Das Wasser floß die Abhänge hinunter, über dich hinweg,
an dir vorbei, ein gelber, flächenhafter Strom, der alles Lebendige
in Totes verwandelte, um es mit sich zu nehmen und sich irgendwo und irgendwann
mit einem anderen Strom zu vereinigen. Um sich gemeinsam mit allen Wassern
dieser Welt dem Null-Niveau entgegenzuwälzen. Gelbe Vorboten des
Nichts. Ich mußte an die Luftbilder denken, die im geologischen
Institut an den Wänden hingen, in den langen, kahlen Gängen,
in der weit entfernten Heimat. Im künstlichen Licht glänzende
Fotografien, eingezwängt zwischen verschlossenen Türen, sich
spiegelnd in stumpfem Linoleumboden. Von wissenschaftlichen Kennerminen
gebändigte Fotografien, die diese gigantischen Wassermassen zeigen,
die sich gelb in das Meer wälzen und dem Betrachter nicht den Hauch
dieses Wahnsinns näherbringen können.
Es regnete, und Gregor beugte sich zu mir hinab. Die Locken seines Haares
fielen mir in die Stirn. Ich kniete auf dem Boden, spürte die Kälte
des Lehms durch den Stoff meiner Hose dringen und versuchte, dem Schnürsenkel
eine Schleife abzuringen. Gregor beugte sich noch eine Idee tiefer hinab.
Wenn ich einfach losbuddeln würde, meine Arme immer wieder tief in
den Boden schlagend, wie lange würde ich wohl brauchen, um den Lehm
hinter mir zu lassen?
- Du willst dich allen Ernstes darauf einlassen, auf sowas? Mensch Wolfgang!
Ich überhörte die Frage, es war seine Anspannung. Meine Augen
richteten sich auf die Szene, die sich einen Steinwurf entfernt abspielte.

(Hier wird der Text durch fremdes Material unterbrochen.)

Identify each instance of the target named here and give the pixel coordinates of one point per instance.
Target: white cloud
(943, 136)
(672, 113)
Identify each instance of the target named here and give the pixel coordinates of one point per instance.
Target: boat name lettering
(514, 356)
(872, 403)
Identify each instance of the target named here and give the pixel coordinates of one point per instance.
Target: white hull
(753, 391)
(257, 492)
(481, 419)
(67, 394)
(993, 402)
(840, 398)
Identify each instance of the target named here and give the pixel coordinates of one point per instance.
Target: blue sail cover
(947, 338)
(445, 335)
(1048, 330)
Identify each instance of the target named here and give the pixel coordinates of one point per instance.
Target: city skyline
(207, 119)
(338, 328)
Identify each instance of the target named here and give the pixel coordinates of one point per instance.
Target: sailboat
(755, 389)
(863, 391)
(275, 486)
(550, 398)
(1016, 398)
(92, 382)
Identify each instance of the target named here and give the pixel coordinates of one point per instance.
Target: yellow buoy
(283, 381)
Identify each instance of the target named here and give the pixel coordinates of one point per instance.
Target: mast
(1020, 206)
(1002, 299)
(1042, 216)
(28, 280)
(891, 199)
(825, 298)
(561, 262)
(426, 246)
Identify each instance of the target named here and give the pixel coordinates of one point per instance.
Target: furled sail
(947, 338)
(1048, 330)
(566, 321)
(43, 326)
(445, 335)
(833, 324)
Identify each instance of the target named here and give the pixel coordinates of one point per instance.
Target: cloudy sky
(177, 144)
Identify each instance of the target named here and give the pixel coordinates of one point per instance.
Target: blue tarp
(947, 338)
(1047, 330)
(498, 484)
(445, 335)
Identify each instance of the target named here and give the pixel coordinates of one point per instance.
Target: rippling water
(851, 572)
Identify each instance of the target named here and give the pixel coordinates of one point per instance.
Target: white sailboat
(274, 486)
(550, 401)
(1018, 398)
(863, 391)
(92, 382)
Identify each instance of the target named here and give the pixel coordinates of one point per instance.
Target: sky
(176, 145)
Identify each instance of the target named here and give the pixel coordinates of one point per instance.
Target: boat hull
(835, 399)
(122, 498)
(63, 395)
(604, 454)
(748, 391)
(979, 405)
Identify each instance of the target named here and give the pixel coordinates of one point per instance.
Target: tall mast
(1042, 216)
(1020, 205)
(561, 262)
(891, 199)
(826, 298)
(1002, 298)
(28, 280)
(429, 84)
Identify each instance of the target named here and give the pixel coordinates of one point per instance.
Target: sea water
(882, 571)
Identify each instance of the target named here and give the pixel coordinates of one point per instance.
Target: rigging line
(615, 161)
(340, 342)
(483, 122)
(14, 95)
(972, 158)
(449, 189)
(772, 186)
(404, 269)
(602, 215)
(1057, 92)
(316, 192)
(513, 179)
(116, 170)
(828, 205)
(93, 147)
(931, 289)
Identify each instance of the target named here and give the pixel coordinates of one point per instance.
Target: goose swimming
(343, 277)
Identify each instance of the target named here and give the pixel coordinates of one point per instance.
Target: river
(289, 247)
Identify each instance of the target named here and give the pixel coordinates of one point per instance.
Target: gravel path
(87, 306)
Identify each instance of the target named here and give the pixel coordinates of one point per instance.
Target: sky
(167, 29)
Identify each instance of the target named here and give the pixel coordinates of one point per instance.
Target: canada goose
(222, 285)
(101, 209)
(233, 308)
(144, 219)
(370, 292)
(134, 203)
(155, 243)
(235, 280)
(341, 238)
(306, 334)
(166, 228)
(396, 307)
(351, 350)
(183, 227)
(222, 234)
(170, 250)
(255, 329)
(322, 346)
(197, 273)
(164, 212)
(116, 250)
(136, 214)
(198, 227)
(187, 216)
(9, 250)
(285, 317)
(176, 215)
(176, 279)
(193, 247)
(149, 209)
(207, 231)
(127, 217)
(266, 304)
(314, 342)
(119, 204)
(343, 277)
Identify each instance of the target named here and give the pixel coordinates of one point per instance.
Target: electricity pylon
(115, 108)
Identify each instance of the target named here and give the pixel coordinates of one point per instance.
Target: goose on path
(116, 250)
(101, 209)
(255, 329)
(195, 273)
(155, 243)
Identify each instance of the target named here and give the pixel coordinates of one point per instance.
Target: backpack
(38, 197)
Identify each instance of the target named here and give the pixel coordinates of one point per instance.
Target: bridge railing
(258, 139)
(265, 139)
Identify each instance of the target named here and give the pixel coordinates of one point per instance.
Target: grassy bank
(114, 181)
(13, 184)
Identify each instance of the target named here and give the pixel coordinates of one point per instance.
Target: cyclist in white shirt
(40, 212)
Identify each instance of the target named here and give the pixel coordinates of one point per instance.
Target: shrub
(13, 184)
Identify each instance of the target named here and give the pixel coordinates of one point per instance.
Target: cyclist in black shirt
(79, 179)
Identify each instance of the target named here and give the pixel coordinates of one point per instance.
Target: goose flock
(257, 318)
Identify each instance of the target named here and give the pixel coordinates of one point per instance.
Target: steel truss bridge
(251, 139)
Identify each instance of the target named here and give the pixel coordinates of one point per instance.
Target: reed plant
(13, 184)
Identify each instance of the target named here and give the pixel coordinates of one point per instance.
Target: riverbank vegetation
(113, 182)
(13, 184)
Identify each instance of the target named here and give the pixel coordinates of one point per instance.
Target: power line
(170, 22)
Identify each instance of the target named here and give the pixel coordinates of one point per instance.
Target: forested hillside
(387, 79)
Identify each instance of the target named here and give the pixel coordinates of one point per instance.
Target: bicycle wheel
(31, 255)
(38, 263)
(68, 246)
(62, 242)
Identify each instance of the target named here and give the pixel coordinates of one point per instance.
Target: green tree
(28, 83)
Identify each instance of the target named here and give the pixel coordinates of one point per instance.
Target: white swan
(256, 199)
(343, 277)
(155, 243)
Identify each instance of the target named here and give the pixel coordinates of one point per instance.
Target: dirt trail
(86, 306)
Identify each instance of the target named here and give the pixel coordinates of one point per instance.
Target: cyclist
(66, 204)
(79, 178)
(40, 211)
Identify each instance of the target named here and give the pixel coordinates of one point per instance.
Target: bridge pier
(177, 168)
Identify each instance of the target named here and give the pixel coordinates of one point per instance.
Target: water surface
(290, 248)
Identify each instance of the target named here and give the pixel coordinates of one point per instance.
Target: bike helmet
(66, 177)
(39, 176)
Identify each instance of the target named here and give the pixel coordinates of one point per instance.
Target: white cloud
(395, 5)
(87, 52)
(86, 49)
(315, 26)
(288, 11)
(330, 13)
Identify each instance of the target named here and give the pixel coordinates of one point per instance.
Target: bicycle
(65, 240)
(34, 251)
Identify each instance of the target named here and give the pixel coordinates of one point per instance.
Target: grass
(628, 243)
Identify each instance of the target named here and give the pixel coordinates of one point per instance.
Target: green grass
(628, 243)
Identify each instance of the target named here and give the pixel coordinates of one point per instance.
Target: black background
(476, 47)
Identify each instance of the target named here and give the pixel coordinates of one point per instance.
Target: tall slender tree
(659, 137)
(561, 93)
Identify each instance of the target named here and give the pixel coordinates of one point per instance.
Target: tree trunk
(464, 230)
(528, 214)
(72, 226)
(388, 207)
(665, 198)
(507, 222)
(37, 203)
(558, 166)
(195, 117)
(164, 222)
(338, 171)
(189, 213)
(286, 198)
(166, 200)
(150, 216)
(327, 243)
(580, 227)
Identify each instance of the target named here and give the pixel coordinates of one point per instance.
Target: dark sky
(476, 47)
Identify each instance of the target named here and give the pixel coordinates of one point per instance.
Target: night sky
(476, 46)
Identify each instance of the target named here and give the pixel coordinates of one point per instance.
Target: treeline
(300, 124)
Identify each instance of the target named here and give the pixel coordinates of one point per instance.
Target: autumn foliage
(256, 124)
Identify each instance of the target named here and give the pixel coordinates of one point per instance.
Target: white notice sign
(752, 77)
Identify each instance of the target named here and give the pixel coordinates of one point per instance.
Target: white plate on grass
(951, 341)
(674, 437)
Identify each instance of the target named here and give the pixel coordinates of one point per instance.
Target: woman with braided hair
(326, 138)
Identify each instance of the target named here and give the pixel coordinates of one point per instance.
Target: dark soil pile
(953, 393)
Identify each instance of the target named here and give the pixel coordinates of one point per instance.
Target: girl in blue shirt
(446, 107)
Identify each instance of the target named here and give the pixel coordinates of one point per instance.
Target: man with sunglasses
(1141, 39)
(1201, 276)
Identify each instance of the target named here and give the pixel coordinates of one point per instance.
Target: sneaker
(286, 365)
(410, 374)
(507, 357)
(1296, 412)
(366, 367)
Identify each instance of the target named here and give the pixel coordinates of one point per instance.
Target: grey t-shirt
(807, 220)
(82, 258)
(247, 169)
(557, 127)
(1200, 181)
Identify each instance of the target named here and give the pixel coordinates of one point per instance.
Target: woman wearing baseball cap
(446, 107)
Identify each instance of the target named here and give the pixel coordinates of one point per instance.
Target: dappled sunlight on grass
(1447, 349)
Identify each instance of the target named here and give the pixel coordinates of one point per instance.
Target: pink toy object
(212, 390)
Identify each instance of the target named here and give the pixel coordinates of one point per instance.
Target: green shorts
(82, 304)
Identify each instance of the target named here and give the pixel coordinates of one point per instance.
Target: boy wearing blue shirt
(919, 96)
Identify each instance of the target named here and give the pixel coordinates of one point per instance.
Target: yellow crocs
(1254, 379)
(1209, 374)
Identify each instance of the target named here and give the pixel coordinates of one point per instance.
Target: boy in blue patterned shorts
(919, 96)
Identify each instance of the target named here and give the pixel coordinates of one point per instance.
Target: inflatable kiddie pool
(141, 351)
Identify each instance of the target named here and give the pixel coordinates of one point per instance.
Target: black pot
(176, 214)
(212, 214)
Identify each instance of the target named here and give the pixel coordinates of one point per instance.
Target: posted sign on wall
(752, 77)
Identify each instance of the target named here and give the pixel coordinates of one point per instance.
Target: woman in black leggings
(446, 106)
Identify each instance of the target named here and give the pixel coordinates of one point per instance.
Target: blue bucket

Der Schnürsenkel riß einmal mehr. Mein linker Stiefel war mittlerweile
nicht viel mehr als eine Ansammlung von Löchern, und Lehm. Klebrigem,
aufdringlichem, ewigem Lehm, der sich an deinen Fußsohlen festkrallte
wie ein verzweifeltes Lebewesen, auf der Flucht vor dem Strom. Hatte nicht
eine unserer Religionen den Menschen aus diesem Material geschaffen? Der
Kreis des Lebens, der sich vor meinen Augen schloß. Die Rückkehr
des Menschen in die Ursuppe. Hinweggerafft vom zweiten Element. Meine
Finger waren klamm, mein Knie fühlte sich taub an. LEHM. Wie seltsam
tot dieses Wort jetzt vor mir steht. Wenn ich es ausspreche, bedeutet
es mir nichts. LEHM. Wenn ich es ansehe, sagt es mir nichts. Ich müßte
schon meine Nase reinstecken. Lehm ist nicht gleich Lehm. Der von damals
war von der schlimmeren Sorte. Meine Finger schafften es nicht, und ich
entschied mich für den Knoten. Aus dem abgerissenen Schnürsenkel
zog ich die einzelnen Fasern.
Die Leute hier hatten kein Geld gehabt, zumindest nicht genug. Ich war
mir sicher, daß sie den Eindringlingen alles gegeben hatten, was
sie besaßen. Es gibt in dieser Gegend keinen Menschen, der sein
Geld mit in den Tod nimmt, wozu auch? Der Kopf der Bande kam aus einer
der Hütten und zerrte eine Frau hinter sich her. Ich war versucht,
wegzusehen und starrte statt dessen hin. Sie hatte eines dieser bunten
Tücher um die Hüfte geschlungen, in denen sie ihren Kleinkindern
die Welt zeigen. Das Tuch war ausgebeult, und leer. Ihr Blick bewegte
sich langsam nach rechts. Er blieb stehen und zuckte zurück. Irgendwo
zwischen den Hütten schrie ein Schwein. Ich glaube, daß es
ein Schwein war. Gregor bewegte einen Fuß, der Schlamm schmatzte.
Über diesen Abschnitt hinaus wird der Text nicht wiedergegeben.